Similar to the drop, one huge counter offenses can employ against the ice coverage is a simple pop back, which can be really destructive against this PNR coverage. Forces the big to help out, and the ball handler can continue to drive to the rack with the PNR defender behind him. The ice is really suspect against teams with shooting bigs. A defensive counter we talked about in the drop coverage article was the veerback switch, but even the guard rotating back to the big shooter that late in this action could prove a bad tactic.
Off ball Pindown:
In a bit of a reversal type play, the ball handler driving to the rack quickly concedes that there's not an advantage going up against a tricky ice coverage, and then the big sets an off ball pindown/down screen type. Very good play to free up shooters and, for lighting fast drivers, allow for a driving lane straight into the teeth of the defense (the middle of the floor!), something that has to be employed against defenses that employ ices. Can also turn into a bit of a pick and roll heading towards the wing, where the big reverses and sets the screen for the ball handler, or a DHO.

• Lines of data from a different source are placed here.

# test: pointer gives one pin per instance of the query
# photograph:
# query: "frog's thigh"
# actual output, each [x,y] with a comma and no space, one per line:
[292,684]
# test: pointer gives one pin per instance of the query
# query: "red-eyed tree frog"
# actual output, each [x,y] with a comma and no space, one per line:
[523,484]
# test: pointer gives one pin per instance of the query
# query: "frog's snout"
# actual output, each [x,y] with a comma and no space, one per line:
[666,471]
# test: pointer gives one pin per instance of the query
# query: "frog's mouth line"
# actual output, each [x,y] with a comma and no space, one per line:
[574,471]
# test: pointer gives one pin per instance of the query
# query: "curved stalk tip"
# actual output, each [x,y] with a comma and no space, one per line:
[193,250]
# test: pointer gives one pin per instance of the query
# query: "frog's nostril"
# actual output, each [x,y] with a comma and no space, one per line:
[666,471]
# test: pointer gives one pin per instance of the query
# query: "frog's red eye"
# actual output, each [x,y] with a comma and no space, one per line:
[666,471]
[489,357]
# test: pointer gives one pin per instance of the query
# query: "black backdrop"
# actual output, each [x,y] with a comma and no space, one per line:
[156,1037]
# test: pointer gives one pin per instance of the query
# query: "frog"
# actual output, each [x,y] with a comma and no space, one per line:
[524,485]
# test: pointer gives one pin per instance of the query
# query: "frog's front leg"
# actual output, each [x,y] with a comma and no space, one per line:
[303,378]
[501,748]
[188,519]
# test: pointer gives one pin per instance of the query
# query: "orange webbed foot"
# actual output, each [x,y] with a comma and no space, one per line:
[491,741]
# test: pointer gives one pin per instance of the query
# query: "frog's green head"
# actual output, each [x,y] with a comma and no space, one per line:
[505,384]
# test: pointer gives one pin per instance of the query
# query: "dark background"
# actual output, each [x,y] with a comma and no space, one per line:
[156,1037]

Something I've seen really explosive guards employ when defenses try to ice them, like Ja, is that they have the capability to snake the screen and get back to the middle of the floor to attack the bucket. It is scary to go up against that type of guard, especially when you're giving them momentum. Simply having that level of explosiveness and a good enough handle can manipulate just about any PNR coverage, including this one.
Changing the angle of the screen to allow the ball handler to get to the middle and forcing the defense to treat it like a normal pick and roll is also effective, and allows isolation players to get into their groove. It's called the step up.
Guards slow down to create more time for the roller, putting the man in jail and forcing the big to make a difficult decision. The best PNR guys have mastered this effective tactic, and passing the ball through tight spaces in the PNR is one of the skills needed from ball handlers to counter the ice coverage.
Could be the most advanced pass in the book from a pick and roll standpoint, something the greatest passers in the league, like Luka, LaMelo, have entrenched into their arsenal. Being able to manipulate the defense, force the weak side tagger to help out, and make the difficult pass are real skills, and if a team has THAT on the floor, then things could go well when countering the ice coverage.
Loyola Chicago, one of my favorite teams to analyze from a playbook perspective, have mastered the Ice. The on ball defender forces the baseline defender, the screener's defender is positioned where the ball is being forced, the off ball defender can also shrink the strong side. It forces the ball handler to throw a long weak side swing pass. In college against lower competition this can really work. They make that strong side congested, have the closeouts and rim rotations to mitigate disadvantages. Ice coverage shrinks the floor, allows them to take the player out of their usual PNR game. With no middle defenses becoming more and more popular we're seeing more teams icing ball screens more than ever.